Freedom of association – the Phil Robertson and Jack Phillips cases

Published 23 December 2013  |  
(A&E)

As much as we might not like it, A&E are perfectly entitled to dismiss Phil Robertson from the Duck Dynasty show because of an important right they possess - the right to freedom of association. That is, the ability to choose who you do and do not associate with, which is protected by Article 20 of the UN Declaration of Human Rights.

The problem is, like all rights, freedom of association has to be applied universally. You cannot offer it to one group and not others. If A&E have the right to disassociate themselves from someone they don't agree with the views of, then so should everyone else. That same right should apply to Jack Phillips.

As a professional baker in Colorado, you wouldn't have thought that Mr Philips would be in a position to face a debate over his freedom to associate or lack thereof. But he has recently lost a court case and has been forced to associate with a wedding ceremony he disagrees with.

He disagrees with gay marriage, but the state of Colorado doesn't. In itself, that shouldn't be a problem. For the longest time, the gay lobby's argument has been "If you don't like gay marriage, it won't affect you, so it doesn't matter". But now it seems that some activist gay couples are attempting to force people to associate with their ceremonies and their ideas about what is and is not right.

If there is to be freedom of any kind, it needs to be universal. Some people cannot have a right that others are denied. In this case, either both A&E and Jack Phillips should have the right to disassociate themselves from that which they don't agree with, or neither of them should.

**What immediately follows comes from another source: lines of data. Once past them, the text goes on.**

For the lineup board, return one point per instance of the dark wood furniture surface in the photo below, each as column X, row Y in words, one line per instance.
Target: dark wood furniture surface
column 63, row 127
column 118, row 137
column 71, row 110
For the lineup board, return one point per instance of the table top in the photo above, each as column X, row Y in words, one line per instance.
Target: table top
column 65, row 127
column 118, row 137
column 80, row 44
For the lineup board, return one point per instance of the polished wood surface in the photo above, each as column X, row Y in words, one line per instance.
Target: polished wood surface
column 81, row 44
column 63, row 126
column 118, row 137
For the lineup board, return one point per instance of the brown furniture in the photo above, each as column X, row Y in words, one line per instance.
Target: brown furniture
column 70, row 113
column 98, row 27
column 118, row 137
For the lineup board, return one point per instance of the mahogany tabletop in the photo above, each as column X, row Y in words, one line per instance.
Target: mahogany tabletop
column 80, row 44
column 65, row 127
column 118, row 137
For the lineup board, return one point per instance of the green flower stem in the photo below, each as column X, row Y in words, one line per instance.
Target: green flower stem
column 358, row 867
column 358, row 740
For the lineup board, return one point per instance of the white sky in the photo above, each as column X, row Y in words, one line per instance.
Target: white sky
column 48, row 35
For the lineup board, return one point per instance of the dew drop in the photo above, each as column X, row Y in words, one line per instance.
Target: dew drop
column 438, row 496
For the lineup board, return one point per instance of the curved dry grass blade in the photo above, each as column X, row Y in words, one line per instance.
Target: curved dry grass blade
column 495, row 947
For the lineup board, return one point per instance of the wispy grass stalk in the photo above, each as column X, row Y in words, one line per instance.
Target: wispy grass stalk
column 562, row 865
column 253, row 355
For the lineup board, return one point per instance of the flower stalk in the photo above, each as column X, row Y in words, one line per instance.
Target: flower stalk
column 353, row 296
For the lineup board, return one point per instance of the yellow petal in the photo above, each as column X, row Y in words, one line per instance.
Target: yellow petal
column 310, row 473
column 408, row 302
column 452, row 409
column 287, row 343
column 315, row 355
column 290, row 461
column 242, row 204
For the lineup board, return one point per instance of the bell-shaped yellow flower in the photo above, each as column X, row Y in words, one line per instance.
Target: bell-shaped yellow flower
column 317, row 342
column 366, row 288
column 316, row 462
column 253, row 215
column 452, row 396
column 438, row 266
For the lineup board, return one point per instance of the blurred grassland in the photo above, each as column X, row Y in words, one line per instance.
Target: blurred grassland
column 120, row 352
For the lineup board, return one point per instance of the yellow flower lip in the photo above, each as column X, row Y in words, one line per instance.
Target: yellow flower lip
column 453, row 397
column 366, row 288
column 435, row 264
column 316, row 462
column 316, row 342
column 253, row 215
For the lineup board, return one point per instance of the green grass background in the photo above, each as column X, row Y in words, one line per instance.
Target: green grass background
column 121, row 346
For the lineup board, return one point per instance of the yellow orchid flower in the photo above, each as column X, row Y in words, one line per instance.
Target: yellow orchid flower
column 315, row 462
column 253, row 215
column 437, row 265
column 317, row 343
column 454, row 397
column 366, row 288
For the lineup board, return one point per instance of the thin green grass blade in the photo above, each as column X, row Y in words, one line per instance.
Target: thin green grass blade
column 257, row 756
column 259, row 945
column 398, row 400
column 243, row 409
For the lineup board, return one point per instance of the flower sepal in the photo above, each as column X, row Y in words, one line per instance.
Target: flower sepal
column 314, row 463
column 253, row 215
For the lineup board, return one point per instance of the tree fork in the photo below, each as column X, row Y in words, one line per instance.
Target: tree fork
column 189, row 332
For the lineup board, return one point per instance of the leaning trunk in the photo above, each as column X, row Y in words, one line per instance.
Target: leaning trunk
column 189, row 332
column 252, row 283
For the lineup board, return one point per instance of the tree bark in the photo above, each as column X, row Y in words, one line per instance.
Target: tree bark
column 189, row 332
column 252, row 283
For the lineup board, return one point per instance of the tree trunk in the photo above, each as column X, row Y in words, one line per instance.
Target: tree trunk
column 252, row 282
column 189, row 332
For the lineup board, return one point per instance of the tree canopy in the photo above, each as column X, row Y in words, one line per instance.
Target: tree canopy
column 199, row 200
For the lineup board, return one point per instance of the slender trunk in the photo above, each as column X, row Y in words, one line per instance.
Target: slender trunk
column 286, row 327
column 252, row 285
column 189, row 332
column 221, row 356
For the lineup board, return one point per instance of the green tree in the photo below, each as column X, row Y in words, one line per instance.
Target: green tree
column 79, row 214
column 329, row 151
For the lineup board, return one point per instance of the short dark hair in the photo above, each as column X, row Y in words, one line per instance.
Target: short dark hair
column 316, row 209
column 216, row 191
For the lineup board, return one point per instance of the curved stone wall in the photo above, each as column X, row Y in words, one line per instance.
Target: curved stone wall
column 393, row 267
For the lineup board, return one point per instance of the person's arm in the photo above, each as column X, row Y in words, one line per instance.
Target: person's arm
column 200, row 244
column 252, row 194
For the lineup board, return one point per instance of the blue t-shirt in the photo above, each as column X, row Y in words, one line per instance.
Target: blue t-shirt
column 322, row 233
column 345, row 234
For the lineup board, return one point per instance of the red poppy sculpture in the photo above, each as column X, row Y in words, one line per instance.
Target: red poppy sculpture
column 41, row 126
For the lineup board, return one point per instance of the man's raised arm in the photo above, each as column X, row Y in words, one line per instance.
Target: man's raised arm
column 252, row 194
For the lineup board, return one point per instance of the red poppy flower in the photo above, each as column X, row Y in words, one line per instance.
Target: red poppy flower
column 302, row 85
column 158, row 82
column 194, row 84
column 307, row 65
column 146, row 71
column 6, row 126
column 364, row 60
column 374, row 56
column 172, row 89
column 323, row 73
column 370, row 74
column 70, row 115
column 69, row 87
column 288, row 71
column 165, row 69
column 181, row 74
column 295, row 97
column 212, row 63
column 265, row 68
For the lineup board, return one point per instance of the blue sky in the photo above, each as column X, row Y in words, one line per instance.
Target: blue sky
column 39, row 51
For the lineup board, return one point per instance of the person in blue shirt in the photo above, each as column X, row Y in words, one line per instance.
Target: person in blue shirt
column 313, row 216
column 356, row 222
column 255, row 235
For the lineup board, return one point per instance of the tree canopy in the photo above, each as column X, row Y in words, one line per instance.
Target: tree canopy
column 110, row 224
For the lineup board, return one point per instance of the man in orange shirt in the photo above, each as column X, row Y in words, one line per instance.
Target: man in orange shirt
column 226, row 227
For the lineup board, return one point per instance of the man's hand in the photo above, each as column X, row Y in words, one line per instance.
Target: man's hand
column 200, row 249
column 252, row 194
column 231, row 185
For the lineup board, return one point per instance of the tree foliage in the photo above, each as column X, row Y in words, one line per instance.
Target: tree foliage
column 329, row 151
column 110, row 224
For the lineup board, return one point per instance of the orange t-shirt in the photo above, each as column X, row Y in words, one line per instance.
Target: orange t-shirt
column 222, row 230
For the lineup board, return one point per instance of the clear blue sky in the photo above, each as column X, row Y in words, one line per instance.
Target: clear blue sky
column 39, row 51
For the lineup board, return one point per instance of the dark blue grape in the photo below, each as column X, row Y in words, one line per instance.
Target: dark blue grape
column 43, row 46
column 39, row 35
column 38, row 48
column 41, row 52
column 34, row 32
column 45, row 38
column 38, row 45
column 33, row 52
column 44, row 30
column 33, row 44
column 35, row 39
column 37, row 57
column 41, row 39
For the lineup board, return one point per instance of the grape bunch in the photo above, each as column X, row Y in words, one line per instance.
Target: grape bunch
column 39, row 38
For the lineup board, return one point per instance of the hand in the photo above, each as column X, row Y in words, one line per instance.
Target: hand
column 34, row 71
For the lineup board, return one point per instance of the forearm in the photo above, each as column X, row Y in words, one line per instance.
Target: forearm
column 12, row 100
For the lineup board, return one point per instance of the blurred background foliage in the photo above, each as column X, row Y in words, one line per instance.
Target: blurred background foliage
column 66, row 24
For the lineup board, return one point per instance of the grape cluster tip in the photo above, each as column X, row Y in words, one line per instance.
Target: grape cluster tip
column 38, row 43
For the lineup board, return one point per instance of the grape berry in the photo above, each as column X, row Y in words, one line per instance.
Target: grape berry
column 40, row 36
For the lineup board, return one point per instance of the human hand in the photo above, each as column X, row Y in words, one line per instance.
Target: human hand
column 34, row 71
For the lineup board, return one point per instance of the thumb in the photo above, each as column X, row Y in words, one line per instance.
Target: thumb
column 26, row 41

There are distinctions between the two cases, to deny that would be wrong. In the case of A&E, they are an employer dismissing an employee. In the case of Jack Phillips he is a service refusing the patronage of a customer. However, the right still applies. Just as a Muslim radio station should not be legally expected to give voice to someone who disagrees with Muhammad's prophet status, or a charity may not accept a donation from sources they deem to have acquired the money dishonestly, so all those involved in this instance have the right to deny themselves association if they so wish.

Presently, a double standard is being applied. Until it is fixed, the legal system cannot be considered consistent.